Businesses are not the only Americans scrambling to sort out ObamaCare at this late date. The Internal Revenue Service faces an “unprecedented” task that “most people don’t think of as an IRS function” to figure out how to enforce ObamaCare’s rules and fees. That’s what the U.S. Department of Treasury’s Inspector General told a Congressional panel heard last week, according to Americans for Tax Reform. The Treasury official predicted “problems” ahead as the IRS determines what it must enforce, how to do it, and who to audit.
A poorly understood but highly important part of the ObamaCare saga is the extraordinary new powers and burdens that the health care law places on the IRS. The Government Accounting Office has a list of 47 new taxes and regulations that the tax collectors must learn to administer. Equally important and little understood is that the tax enforcers are not yet ready to handle the job, leaving businesses even more in the dark about what to expect and how to stay out of tax trouble.
The GAO list ranges from the somewhat well-known and straightforward changes (such as #39, a new ten percent tax on tanning services) to the incomprehensible, like new rule #46.
This rule “[c]larifies and enhances the applications of the economic substance doctrine and imposes penalties for underpayments attributable to transaction lacking economic substance.”
Ahem… Right. Are we all clear on that one?
Rule #44 imposes a 2.3 percent tax on the gross sales of medical devices. This hits everything from childhood braces to life-saving and cutting-edge implants. And because the IRS agents will impose it on gross sales, this means medical device makers with no profits whatsoever will still have to pay.
Ironically, this means the American patient – who was supposed to benefit from the health reform law – will lose out on life-improving and life-saving innovations. With less incentive to make profits, the medical device makers will have less incentive to create and sell new medical devices. We may all have one million fewer years each year with our friends and loved ones as a result. The tax is projected to take about $2 billion per year away from the industry and one researcher estimates this much medical innovation investment annually extends our collective lifespans by a million years.
The saying is that nothing’s certain but death and taxes, and now we’ll have IRS agents enforcing taxes that make deaths more likely. Efforts to repeal the medical device tax by Democrats and Republicans alike have been fruitless.

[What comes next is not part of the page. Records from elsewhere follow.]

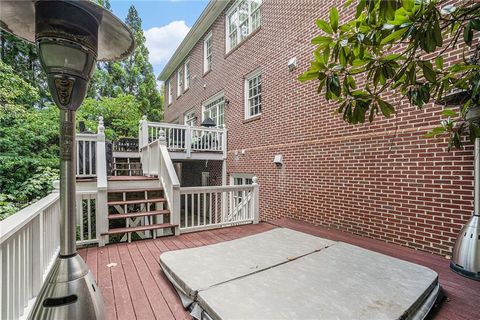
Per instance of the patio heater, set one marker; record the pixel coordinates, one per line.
(70, 37)
(466, 251)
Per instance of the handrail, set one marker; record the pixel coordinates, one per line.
(18, 220)
(184, 138)
(210, 207)
(216, 188)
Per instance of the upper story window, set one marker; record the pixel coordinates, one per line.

The GAO’s report detailing the compliance challenge confronting the IRS was sent to Congress in June of 2011. It noted that the IRS was receiving 1,200 new employees and a $473 million funding increase in 2012 just to deal with its new and “significant role” in implementing ObamaCare.
But tricky as all this may be for the IRS, understanding ObamaCare is worse on the other end of the enforcement hammer.
In a related development, according to The Hill, a new report from the Federal Reserve released last week reviewed the state of the economy and job growth across the nation. In many reporting regions, the “unknown effects” of ObamaCare was cited as the reason job creators were not hiring. For Atlanta, the ObamaCare regulations are “so burdensome” for businesses that they are running out of local compliance specialists to sort out the mess.
So to recap:
1. It’s early March of 2013, about ten months away from full implementation of ObamaCare.
2. The IRS has nearly half a billion dollars in extra funding each year and more than a thousand extra staffers to enforce ObamaCare’s new taxes and regulations on American businesses.
3. Despite this funding to enforce the rules and fees, the Inspector General who oversees the IRS is still telling Congress how unprecedented the job is for the IRS and predicting “problems.”
4. American employers must pay for and deal with these problems, and face punishments if they do not, but have little control over any of it.
5. Members of the Congress and the President regularly remind us that the economy and job growth are their top priorities.